Preface
R and Python are interchangeably required languages these days for anybody engaged with data analysis. The growth of these two languages and their inter-dependency creates a natural requirement to learn them both. Thus, it was natural where the second edition of my previous title R Statistical Application Development by Example was headed. I thus took this opportunity to add Python as an important layer and hence you would find Doing it in Python spread across and throughout the book. Now, the book is useful on many fronts, those who need to learn both the languages, uses R and needs to switch to Python, and vice versa. While abstract development of ideas and algorithms have been retained in R only, standard and more commonly required data analysis technique are available in both the languages now. The only reason for not providing the Python parallel is to avoid the book from becoming too bulky.

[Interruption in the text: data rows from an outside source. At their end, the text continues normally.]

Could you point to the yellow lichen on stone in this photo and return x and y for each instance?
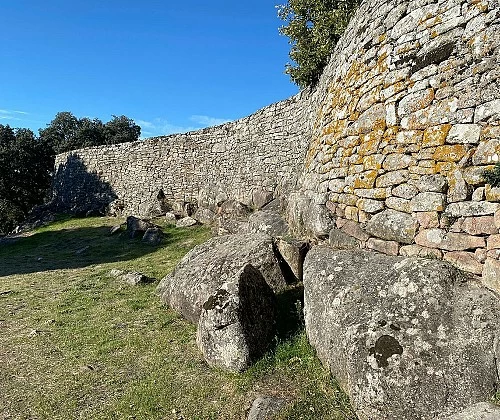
(450, 153)
(436, 135)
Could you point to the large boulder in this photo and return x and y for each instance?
(268, 221)
(204, 269)
(406, 338)
(237, 321)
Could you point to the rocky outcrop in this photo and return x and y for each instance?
(225, 286)
(405, 337)
(236, 323)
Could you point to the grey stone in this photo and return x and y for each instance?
(266, 408)
(186, 222)
(205, 216)
(269, 222)
(153, 236)
(205, 268)
(293, 253)
(340, 240)
(406, 338)
(236, 322)
(479, 411)
(261, 197)
(432, 183)
(137, 226)
(393, 225)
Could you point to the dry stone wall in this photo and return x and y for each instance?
(264, 151)
(389, 149)
(407, 120)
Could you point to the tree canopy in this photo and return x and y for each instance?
(27, 161)
(313, 28)
(66, 132)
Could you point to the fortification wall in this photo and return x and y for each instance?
(264, 151)
(390, 148)
(407, 122)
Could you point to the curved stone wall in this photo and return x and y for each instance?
(407, 120)
(264, 151)
(390, 147)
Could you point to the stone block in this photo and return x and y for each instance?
(432, 183)
(392, 225)
(491, 275)
(465, 261)
(428, 201)
(449, 241)
(385, 247)
(464, 134)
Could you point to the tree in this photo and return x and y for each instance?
(66, 132)
(121, 130)
(26, 163)
(313, 28)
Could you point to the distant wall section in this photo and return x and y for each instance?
(263, 151)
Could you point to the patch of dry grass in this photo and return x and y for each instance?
(76, 343)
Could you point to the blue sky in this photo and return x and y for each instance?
(172, 66)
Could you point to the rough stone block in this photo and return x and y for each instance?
(393, 225)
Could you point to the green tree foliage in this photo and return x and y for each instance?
(66, 132)
(492, 176)
(26, 163)
(313, 28)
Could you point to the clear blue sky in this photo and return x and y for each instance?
(172, 66)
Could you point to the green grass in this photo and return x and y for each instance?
(76, 343)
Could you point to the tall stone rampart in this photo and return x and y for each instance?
(407, 121)
(264, 151)
(391, 146)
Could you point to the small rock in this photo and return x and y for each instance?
(186, 222)
(153, 236)
(266, 407)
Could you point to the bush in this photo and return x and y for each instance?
(314, 27)
(492, 176)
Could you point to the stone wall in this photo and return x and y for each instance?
(264, 151)
(390, 147)
(407, 120)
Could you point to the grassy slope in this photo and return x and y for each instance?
(77, 344)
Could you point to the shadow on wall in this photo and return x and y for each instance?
(79, 192)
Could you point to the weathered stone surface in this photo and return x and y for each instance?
(471, 208)
(394, 332)
(385, 247)
(479, 411)
(392, 178)
(464, 133)
(236, 323)
(393, 225)
(340, 240)
(479, 225)
(293, 252)
(355, 230)
(153, 236)
(420, 251)
(268, 221)
(266, 407)
(261, 197)
(186, 222)
(206, 267)
(432, 183)
(491, 275)
(136, 226)
(428, 201)
(205, 216)
(438, 238)
(465, 261)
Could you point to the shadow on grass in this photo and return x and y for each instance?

The open source language R is fast becoming one of the preferred companions for statistics, even as the subject continues to add many friends in machine learning, data mining, and so on among its already rich scientific network. The era of mathematical theory and statistical application embeddedness is truly a remarkable one for society and R and Python has played a very pivotal role in it. This book is a humble attempt at presenting statistical models through R for any reader who has a bit of familiarity with the subject. In my experience of practicing the subject with colleagues and friends from different backgrounds, I realized that many are interested in learning the subject and applying it in their domain which enables them to take appropriate decisions in analyses, which involves uncertainty. A decade earlier my friends would have been content with being pointed to a useful reference book. Not so anymore! The work in almost every domain is done through computers and naturally they do have their data available in spreadsheets, databases, and sometimes in plain text format. The request for an appropriate statistical model is invariantly followed by a one word question software? My answer to them has always been a single letter reply R! Why? It is really a very simple decision and it has been my companion over the last seven years. In this book, this experience has been converted into detailed chapters and a cleaner breakup of model building in R.
A by-product of my interactions with colleagues and friends who are all aspiring statistical model builders has been that I have been able to pick up the trough of their learning curve of the subject. The first attempt towards fixing the hurdle has been to introduce the fundamental concepts that the beginners are most familiar with, which is data. The difference is simply in the subtleties and as such I firmly believe that introducing the subject on their turf motivates the reader for a long way in their journey. As with most statistical software, R provides modules and packages which mostly cover many of the recently invented statistical methodologies. The first five chapters of the book focus on the fundamental aspects of the subject and the R language and therefore hence cover R basics, data visualization, exploratory data analysis, and statistical inference.
The foundational aspects are illustrated using interesting examples and sets up the framework for the next five chapters. Linear and logistic regression models being at the forefront, are of paramount importance in applications. The discussion is more generic in nature and the techniques can be easily adapted across different domains. The last two chapters have been inspired by the Breiman school and hence the modern method of using classification and regression trees has been developed in detail and illustrated through a practical dataset.